Owners of low-speed vehicles will need to register through the Secretary of State's office and receive a registration sticker before driving them on village streets.

According to Roy, registered golf carts will be allowed on any street where the speed limit is 30 mph or less, and drivers will be allowed to cross any street that is 45 mph or less. She said that this includes U.S. 150, which runs through the village.

In other news, Treasurer Don Wack said the Illinois Department of Transportation reimbursed the village $6,200 for the water-main relocation project completed in 2009. He said this money went into the operations and maintenance fund.

MARGO L. DILL, N-G Correspondent

City sells land parcel to company

FARMER CITY – Council members approved the sale of one parcel of city-owned land and took the first step in the potential sale of another.

A single bid from Next Generation, Inc. of $9,413 was approved for 3.621 acres on Depot road. The local farm bulk chemical company is again purchasing land adjacent to its present location.

The purchase per-acre price of $2,600 is the same as the company successfully offered late last year for nearly the same size parcel. Officials said the company has no immediate plans to expand, but desired the adjacent parcels for future possibilities.

Council members also approved a resolution that is the first step to sell a 14.13 acre parcel, also on Depot Road. But at least one council member was wary.

"What's the big hurry to sell it?" asked Councilman Tom McNutt, who pointed out that it is the city's only remaining piece of saleable commercial property.

According to City Manager Trent Smith the resolution is the first of three steps and would be followed by a property assessment and advertisement for bids.

The council voted to take the first step by unanimously approving the resolution.

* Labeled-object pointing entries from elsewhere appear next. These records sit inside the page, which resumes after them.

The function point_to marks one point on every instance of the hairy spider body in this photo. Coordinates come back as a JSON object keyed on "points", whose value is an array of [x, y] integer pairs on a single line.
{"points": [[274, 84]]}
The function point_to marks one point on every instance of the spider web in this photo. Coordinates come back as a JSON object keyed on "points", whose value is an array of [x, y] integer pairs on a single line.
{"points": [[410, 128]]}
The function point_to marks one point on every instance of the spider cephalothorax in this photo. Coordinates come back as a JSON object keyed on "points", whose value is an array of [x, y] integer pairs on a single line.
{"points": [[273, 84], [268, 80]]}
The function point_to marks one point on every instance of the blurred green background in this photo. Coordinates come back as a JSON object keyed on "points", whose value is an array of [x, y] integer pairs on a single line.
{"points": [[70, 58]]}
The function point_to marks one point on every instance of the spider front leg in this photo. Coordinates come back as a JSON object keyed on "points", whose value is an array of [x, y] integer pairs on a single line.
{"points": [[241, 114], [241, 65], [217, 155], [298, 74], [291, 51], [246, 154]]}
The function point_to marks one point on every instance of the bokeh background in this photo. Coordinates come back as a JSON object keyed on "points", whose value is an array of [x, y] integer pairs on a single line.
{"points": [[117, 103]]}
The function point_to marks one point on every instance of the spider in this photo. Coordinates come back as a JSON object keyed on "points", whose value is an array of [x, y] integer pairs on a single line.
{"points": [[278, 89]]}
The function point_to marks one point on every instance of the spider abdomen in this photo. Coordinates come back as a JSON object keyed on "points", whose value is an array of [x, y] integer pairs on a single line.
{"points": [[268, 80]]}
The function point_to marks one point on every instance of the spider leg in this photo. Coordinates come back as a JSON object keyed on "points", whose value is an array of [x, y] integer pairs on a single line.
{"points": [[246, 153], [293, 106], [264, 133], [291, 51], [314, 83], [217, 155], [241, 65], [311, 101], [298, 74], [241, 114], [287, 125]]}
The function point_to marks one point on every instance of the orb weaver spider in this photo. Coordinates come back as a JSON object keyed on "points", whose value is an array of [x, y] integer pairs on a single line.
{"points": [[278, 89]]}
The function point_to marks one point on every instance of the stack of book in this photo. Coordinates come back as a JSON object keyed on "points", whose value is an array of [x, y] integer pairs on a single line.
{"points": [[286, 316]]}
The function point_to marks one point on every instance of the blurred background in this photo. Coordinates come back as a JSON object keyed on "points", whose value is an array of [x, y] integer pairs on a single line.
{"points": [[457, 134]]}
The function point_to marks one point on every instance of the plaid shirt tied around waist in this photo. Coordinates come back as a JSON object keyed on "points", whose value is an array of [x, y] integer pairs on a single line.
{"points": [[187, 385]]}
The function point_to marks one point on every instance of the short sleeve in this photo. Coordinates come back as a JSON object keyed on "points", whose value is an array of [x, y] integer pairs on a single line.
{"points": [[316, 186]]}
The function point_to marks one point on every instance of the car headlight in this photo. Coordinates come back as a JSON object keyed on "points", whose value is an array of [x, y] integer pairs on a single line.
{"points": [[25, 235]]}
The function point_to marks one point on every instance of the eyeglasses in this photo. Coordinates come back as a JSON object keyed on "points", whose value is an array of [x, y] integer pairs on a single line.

Councilman Joe Newberry was absent.

The council also supported a mayoral proclamation in favor of the Farmer City Fire Protection District's referendum proposal, which asks voters to approve an ambulance district tax on the Feb 2 primary ballot.

Mayor Delwin "Buster" Kirby and Smith both emphasized that the community will be without local ambulance service if the referendum proposal fails.

At its Jan. 18 meeting, the council will likely vote in support of the second phase of improvements to city-owned Weedman Park. Pastor Mike Jenkins, representing the Kiwanis Club, said the community's choice for the next round of improvements was a new swing set.

The city was asked to contribute $7,000, but Kirby indicated that a decision on that will likely wait for the city's new fiscal year, which begins May 1. The total project is expected to cost $12,000, including resurfacing beneath the swings. Jenkins said Baum Chevrolet will contribute $2,000 and First Baptist Church will donate $1,000.